The Weather Channel Transitioning All Digital Properties to MongoDB

Bid-Data-2014.BIG DATA USE CASE

MongoDB today announced that weather.com, the online home of The Weather Channel brand, uses MongoDB to serve data for the company’s newest iOS and Android apps. The apps provide trusted, accurate weather data to more than 40 million users, including severe weather alerts to subscribers in affected geographic locations, in real time.

The Weather Channel modernized its back-end services on a cloud infrastructure to allow users to personalize their experiences across mobile devices, tablets and the website. MongoDB is the data store for all weather feeds and user information for their digital aggregation engine, DSX. The Weather Channel has now dramatically increased feature velocity in their cloud environment, which allows it to quickly provide new features to its digital customers.

As part of our infrastructure redesign, we needed to ensure that new app development was never waiting on the back-end,” said Luke Kolin, vice president of architecture at The Weather Channel. “The flexibility of MongoDB as a document store along with its reliable performance met our needs from day one without significant optimization. Plus, changes that previously took days or even weeks in SQL can be pushed out in a matter of hours with MongoDB. These rapid innovation cycles are a real benefit as we work with our user base to figure out killer features.”

Every minute, the app handles 2 million requests, and weather data updates from tens of thousands of locations around the globe. It is the first of several product launches to be served by MongoDB. Over the course of 2014, MongoDB will serve weather and user data from The Weather Channel to all of the brand’s digital properties.

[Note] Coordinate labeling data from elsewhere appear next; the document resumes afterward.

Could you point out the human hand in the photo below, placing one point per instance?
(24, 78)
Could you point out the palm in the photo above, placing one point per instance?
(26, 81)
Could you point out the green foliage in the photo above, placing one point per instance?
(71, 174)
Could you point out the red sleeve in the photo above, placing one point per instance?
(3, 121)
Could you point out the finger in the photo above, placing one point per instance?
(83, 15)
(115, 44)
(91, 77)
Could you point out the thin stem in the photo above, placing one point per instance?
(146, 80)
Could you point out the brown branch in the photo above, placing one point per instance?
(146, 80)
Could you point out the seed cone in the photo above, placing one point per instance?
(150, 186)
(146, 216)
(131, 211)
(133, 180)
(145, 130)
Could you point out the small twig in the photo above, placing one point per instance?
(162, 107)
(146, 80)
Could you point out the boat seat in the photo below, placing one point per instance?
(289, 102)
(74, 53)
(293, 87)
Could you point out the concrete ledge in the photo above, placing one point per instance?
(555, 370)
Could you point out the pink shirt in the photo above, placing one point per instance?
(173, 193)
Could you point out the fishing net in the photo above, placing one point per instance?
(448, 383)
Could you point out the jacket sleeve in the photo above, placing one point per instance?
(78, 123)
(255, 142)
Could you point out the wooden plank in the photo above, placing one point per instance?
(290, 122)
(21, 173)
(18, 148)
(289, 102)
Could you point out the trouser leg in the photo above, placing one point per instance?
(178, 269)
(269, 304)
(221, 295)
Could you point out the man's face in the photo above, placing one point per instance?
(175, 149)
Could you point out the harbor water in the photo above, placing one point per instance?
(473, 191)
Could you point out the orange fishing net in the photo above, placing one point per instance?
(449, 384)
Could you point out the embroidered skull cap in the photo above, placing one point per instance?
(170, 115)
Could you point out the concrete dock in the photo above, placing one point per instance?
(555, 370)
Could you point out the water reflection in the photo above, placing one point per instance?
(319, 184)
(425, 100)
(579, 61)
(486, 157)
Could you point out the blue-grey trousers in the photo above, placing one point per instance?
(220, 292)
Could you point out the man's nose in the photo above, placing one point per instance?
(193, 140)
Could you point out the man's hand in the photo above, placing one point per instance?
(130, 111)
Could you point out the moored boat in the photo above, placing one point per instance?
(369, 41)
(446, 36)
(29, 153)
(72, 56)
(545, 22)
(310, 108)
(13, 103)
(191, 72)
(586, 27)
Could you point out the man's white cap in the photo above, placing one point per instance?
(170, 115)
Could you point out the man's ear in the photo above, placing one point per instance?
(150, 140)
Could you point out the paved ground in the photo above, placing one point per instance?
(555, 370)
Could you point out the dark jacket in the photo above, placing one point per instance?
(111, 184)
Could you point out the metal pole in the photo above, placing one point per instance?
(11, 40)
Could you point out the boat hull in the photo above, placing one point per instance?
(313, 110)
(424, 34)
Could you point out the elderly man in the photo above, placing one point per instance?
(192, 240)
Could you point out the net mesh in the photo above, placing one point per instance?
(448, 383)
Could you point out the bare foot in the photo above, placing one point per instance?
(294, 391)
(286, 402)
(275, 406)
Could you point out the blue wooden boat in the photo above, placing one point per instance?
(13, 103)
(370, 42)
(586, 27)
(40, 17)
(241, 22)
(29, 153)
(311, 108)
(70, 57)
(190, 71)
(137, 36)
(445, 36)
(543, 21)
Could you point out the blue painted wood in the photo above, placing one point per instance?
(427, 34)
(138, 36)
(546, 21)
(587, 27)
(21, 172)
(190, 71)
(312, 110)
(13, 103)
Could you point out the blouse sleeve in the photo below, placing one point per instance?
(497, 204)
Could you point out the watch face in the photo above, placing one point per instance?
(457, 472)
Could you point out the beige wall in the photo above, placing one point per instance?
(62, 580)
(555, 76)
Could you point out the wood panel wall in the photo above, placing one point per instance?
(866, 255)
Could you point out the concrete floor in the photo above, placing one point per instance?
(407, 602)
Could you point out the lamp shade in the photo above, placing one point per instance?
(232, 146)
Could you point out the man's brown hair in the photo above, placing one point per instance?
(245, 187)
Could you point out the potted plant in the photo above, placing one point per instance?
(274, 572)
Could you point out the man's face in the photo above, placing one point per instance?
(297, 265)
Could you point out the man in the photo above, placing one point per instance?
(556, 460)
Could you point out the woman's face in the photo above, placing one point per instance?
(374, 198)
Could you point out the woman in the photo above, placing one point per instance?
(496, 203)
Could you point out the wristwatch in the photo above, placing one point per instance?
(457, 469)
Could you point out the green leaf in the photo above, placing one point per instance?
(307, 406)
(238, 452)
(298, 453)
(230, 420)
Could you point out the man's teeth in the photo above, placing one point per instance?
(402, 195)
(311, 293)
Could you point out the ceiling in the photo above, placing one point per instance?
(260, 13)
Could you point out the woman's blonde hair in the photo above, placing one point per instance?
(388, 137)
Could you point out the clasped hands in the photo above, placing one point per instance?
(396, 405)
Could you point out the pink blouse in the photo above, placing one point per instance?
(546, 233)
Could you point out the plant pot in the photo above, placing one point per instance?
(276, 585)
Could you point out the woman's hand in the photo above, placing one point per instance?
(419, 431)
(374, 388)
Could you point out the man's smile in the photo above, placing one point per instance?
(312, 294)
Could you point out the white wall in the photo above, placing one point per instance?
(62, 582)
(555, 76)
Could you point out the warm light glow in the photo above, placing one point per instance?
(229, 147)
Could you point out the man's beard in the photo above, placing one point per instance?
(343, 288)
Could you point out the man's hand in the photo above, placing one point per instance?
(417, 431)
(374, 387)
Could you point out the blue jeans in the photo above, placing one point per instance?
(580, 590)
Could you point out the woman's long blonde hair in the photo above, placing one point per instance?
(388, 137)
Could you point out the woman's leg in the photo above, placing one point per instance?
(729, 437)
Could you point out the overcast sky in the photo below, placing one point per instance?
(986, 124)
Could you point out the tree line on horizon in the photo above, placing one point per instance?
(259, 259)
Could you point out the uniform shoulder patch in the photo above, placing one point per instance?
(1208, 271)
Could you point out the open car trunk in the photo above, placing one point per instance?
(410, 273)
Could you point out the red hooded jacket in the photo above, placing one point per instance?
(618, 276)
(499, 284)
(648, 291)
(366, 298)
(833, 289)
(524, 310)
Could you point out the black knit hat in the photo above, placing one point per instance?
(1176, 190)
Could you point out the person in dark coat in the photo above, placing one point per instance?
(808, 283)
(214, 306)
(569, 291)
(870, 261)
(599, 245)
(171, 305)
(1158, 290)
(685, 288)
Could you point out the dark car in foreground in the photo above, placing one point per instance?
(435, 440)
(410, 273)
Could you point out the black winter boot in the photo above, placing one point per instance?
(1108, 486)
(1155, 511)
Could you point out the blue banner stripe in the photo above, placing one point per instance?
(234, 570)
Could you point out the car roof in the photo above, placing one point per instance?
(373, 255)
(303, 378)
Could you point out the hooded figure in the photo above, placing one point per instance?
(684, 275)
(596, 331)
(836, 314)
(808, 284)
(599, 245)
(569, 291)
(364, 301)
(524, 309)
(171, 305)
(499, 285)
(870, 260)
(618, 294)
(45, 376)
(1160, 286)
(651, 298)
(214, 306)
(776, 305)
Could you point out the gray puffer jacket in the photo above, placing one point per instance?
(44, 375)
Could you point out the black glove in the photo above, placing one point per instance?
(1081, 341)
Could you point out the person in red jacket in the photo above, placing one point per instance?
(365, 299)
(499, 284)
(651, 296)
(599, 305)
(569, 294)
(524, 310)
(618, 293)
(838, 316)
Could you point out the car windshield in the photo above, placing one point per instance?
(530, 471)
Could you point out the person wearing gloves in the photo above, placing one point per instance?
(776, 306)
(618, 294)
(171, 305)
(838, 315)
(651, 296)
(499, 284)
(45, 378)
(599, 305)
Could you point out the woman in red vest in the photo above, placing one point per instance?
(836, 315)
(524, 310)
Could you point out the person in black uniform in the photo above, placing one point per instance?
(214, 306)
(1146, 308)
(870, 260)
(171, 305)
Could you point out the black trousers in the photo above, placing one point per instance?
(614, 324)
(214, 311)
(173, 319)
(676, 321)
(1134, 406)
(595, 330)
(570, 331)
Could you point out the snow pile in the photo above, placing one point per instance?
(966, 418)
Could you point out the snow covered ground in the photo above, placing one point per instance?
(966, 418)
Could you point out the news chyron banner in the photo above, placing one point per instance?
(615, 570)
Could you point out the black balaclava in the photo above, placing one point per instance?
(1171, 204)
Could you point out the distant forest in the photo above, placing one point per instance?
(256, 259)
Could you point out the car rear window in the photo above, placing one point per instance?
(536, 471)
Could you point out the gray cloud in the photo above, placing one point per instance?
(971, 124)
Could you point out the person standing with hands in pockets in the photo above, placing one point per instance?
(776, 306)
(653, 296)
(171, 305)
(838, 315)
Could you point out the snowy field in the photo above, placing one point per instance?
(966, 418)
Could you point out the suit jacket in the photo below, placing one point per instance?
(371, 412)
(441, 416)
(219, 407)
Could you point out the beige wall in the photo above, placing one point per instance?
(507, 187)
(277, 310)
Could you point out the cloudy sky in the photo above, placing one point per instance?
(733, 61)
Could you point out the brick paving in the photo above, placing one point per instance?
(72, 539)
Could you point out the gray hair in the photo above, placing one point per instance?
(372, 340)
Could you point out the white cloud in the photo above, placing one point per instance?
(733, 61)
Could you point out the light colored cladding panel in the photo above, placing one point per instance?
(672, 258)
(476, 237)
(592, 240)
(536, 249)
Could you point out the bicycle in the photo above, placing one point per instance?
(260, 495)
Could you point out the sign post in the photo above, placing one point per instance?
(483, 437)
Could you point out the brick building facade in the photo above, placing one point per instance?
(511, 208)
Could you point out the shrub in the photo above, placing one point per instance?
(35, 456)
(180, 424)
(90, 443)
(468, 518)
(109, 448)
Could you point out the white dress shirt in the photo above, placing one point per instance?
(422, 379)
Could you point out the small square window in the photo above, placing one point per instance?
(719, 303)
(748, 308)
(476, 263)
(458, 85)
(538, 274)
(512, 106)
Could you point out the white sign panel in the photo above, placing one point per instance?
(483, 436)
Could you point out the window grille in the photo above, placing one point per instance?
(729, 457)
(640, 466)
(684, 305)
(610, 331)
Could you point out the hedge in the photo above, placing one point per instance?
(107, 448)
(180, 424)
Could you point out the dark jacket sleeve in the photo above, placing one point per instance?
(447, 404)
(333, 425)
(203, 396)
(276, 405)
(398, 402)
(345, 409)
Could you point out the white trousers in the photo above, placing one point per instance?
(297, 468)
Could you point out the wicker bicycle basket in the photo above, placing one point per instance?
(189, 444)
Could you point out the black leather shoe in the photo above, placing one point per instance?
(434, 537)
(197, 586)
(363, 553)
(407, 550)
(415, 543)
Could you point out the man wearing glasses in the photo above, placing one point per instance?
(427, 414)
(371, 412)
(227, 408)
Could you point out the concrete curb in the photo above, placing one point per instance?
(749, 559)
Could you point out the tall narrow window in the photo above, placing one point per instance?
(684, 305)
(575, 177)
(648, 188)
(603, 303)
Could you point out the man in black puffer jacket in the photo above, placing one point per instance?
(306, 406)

MongoDB has a level of maturity and feature set that competitive offerings lack.  The round-the-clock global support that we receive with our subscription was a huge selling point for us, as well as the security we feel with the monitoring, backup, and automation features in MMS,” said Kolin. “We were concerned we were going to have to bake monitoring into the system, but because it came out of the box, it has saved us time and money.”